The Civil Partnership and Certain Rights and Obligations of Cohabitants Act 2010 was introduced into law in January 2011. In effect, the Act equates civil partnership with marriage in most instances. Parties to a marriage cannot become civil partners and therefore it cannot be said to be an alternative to marriage, rather it is a separate scheme to allow those who do not have the option of marriage, i.e. same sex couples, to register their civil partnership. Many same sex marriages and civil partnerships registered abroad are also now recognised in Ireland as civil partnerships.

As with marriage, the registration of a civil partnership brings with it a range of recognitions, responsibilities and protections which relate to such areas as maintenance, shared homes, succession, taxation, domestic violence, social welfare and pensions.

Many same sex couples have registered their civil partnership in Ireland since its inception.

Regrettably, some of these relationships will fail and in those circumstances either partner can seek a dissolution of the relationship from the court. The court also has powers to make ancillary financial relief orders similar to those available in the context of separation or divorce.

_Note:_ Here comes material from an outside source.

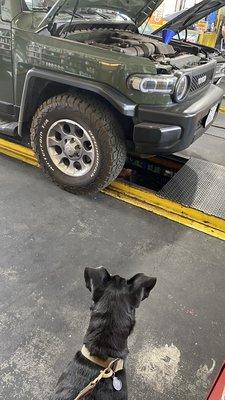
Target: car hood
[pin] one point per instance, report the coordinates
(183, 20)
(137, 10)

In doing so the Court will have regard to similar statutory factors as those that apply in the case of separation and divorce.

A Court may grant a decree of dissolution if it is satisfied that:

  • At the date of the institution of the proceedings the civil partners have lived apart from one another for a period of or a period amounting to at least two years during the previous three years; and
  • Proper provision, having regard to the circumstances, exists or will be made for the civil partners.

In granting a Decree of Dissolution, a court need only consider provision for the other partner and not for any dependent member of the civil partnership.